This year is shaping up to be a bright one for solar power.
New solar generating capacity expected to be installed around the world in 2013 will be capable of producing almost as much electricity as eight nuclear reactors, according to Bloomberg, which interviewed seven analysts and averaged their forecasts.
That would be a rise of 14 percent over last year for a total of 34.1 gigawatts of new solar capacity, thanks in large part to rising demand in China, the U.S., and Japan. From Bloomberg:
Prices for silicon-based solar panels sank about 20 percent to 79 cents a watt in the past 12 months, after dropping by half in the previous year.

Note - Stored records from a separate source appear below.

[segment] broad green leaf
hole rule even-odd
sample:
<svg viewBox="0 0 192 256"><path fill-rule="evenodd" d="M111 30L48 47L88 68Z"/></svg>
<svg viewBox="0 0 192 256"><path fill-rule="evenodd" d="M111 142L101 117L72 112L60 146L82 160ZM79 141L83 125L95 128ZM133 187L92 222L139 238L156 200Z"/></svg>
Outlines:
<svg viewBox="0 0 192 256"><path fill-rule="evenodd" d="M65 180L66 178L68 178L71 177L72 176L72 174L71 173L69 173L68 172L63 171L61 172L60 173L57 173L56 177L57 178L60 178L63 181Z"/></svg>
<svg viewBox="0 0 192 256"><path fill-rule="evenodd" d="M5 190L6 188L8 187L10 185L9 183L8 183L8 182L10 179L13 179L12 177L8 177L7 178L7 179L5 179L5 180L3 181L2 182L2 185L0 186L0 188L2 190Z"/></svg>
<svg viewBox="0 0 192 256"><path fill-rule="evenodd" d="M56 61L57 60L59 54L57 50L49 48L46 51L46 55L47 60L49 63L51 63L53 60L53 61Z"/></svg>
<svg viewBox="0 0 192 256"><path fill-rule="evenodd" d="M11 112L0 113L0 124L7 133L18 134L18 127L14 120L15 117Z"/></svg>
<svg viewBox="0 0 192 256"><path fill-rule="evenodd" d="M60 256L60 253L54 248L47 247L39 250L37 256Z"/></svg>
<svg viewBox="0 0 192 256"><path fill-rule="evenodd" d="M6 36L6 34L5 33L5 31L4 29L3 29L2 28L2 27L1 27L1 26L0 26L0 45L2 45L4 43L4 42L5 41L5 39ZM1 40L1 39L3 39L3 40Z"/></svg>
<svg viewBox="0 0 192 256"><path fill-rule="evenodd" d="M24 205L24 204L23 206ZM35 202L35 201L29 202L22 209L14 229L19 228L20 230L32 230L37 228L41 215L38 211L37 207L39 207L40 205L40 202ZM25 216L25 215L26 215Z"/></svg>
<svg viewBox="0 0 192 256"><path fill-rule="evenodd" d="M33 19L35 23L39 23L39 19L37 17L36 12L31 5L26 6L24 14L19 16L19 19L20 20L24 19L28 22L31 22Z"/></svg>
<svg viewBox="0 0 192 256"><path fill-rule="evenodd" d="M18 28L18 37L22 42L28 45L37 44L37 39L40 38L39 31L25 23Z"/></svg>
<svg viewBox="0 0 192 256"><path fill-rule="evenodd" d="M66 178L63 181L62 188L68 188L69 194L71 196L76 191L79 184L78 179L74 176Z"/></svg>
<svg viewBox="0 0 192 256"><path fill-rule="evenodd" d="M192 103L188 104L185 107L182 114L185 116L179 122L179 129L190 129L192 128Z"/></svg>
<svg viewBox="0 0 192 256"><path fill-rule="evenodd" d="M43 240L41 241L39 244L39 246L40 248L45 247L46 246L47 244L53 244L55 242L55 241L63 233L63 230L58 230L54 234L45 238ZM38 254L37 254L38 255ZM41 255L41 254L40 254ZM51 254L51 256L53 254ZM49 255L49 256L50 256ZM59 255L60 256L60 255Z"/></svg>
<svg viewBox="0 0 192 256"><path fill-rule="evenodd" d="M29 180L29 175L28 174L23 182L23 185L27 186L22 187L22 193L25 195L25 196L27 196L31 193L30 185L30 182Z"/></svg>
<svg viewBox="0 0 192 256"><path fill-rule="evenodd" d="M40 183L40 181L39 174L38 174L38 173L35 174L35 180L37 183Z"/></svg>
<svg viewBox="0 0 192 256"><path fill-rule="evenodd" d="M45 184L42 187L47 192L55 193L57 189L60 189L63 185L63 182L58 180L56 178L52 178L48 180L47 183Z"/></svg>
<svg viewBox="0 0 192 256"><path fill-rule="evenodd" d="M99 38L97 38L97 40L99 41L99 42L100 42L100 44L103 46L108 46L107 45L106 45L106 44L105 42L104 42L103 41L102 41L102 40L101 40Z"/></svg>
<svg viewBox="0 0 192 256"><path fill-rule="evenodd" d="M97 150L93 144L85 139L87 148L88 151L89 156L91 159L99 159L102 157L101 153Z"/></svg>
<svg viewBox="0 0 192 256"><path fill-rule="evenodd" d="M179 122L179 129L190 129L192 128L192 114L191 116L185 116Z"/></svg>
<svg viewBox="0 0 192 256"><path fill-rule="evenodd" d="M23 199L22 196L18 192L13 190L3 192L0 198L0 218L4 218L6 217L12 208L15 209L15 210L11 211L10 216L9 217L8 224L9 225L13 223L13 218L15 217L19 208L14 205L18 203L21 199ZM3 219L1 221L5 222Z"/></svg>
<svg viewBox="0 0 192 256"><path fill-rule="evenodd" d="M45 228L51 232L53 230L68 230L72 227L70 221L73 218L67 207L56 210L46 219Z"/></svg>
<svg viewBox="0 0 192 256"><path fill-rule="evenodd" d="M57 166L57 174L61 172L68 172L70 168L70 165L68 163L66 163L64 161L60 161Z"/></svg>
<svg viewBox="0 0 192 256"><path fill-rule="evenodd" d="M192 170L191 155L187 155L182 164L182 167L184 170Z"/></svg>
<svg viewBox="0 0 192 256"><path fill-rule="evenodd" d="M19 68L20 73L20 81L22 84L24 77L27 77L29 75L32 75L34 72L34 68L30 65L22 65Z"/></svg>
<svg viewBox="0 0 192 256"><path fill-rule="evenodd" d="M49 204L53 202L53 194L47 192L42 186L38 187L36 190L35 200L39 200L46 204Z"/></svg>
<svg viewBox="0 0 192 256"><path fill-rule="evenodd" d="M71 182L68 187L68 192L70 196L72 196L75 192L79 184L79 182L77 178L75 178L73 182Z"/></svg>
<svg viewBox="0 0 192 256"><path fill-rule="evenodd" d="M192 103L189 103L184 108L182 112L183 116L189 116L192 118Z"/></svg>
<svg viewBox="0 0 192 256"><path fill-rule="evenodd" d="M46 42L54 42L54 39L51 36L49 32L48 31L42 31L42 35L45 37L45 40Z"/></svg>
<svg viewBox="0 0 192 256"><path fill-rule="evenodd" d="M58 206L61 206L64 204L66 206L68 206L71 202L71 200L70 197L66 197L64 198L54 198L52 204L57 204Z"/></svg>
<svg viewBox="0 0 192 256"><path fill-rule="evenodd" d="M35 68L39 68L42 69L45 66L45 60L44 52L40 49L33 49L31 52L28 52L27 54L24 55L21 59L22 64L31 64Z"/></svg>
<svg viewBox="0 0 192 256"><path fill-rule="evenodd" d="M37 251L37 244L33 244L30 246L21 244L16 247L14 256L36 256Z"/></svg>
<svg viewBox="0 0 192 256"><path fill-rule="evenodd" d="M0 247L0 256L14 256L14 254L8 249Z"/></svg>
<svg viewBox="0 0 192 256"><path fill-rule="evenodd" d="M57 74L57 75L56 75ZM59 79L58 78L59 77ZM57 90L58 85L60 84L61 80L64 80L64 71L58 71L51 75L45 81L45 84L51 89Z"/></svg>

China, the biggest emitter of carbon dioxide, is forecast to unseat Germany as the largest solar market in 2013, according to analysts at [Bloomberg New Energy Finance]. Projects have multiplied as the nation provides financial support to its solar companies in a bid to diversify the coal-dependent energy industry.
The Chinese government expects 10 gigawatts of new solar projects in 2013, more than double its previous target and three times last year’s expansion. The country plans to install 35 gigawatts by 2015, compared with a previous goal of 21 gigawatts, government adviser Shi Dinghuan said Jan. 30.
Let’s just hope the sun’s energy can pierce through through that thick sheath of fossil-fuel-induced Chinese smog.